1. Cominciamo da iosa, che è una parola molto particolare: infatti iosa si usa solo nella locuzione
avverbiale ‘a iosa’.
solo nella loc. avv. a iosa, in grande quantità, in abbondanza: ce n'è a iosa; ne abbiamo a iosa
[etim. incerta - 1481]
[Zingarelli 2020]
L’ultima informazione proviene dal Dizionario etimologico della lingua italiana di Cortelazzo e Zolli: ‘non è
stata ancora avanzata una proposta etimologica attendibile. Quella abbastanza ripetuta (DEI, Devoto Avv.)
da (D)io sa! non è molto convincente’.
Quella spiegazione compare per la prima volta nel Dizionario Etimologico Italiano di Battisti-Alessio. E si può
attribuire a Battisti. Battisti era trentino, studiò a Vienna con Meyer Luebcke e poi fu docente di glottologia
a Firenze per lunghi anni.
Vediamo un’etimologia diversa, però. Nel libro si vede dettagliatamente spiegata una proposta di Parenti,
che quindi qui non ripetiamo, e l’ipotesi parte da una sequenza aiosa che è attestata in precedenza e che
sarebbe stata rianalizzata come a iosa. La sequenza unitaria aiosa era una sorta di esortazione, un grido
cadenzato usato per coordinare più persone in lavori di forza, come in questo esempio, estratto da un
manoscritto del Trecento di esercizi di matematica.
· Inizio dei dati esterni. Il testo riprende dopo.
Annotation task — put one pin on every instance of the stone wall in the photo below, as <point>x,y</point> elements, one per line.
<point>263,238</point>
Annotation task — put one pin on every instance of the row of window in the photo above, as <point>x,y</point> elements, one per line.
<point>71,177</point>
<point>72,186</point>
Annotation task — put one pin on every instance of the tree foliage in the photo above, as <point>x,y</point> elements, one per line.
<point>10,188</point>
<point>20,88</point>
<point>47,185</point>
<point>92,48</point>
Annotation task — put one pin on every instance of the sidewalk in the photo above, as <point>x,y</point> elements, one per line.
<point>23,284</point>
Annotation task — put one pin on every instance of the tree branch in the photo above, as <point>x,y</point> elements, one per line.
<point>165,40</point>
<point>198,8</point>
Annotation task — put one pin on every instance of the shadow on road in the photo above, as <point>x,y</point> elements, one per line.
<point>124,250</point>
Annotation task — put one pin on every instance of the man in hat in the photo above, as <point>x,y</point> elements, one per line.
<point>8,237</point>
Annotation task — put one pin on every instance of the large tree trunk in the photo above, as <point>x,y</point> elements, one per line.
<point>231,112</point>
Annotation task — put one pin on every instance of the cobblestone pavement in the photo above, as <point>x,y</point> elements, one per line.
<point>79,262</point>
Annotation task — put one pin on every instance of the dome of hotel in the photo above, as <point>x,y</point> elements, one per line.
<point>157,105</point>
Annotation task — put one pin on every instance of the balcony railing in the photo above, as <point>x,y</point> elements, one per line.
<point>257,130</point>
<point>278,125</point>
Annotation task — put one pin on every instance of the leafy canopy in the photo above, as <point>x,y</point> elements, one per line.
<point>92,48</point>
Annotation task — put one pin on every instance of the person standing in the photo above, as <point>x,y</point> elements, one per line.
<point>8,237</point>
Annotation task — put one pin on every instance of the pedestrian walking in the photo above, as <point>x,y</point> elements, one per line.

La scena descrive il sollevamento dell’albero di una nave.
È tratta dal Libro di ragioni del 1328 ed è di Paolo Gherardi da Firenze: “Fammi questa ragione: elli è uno
albore che giace in terra ed è lungo 60 palmi e vuolsi levare dricto d’in piè e ’ maiestri che levano el arbore
gridano aiosa aiosa e a ogni voce lo capo dell’alboro, cioè la puncta, si leva un palmo; vo’ sapere in quante
voci serà levato lo decto arbore su dricto”.
C’è poi un testo poetico più tardo che ci mostra l’esortazione nella sua variante meridionale aiossa. Il testo è
di un autore calabrese ma viene da Napoli.
In questo caso l’esortazione aveva la funzione di quello che con nome latino chiameremmo celeuma. Il
celeuma era il grido cadenzato che dava il ritmo ai vogatori. Poi nel testo ancora si spiega che questa
esortazione ayossa si suole dire sulle galee dei catalani. Infatti, siamo nel periodo in cui a Napoli regnava una
dinastia aragonese. Quindi l’etimo di aiosa è il catalano aiòs, usato con la stessa funzione di esortazione.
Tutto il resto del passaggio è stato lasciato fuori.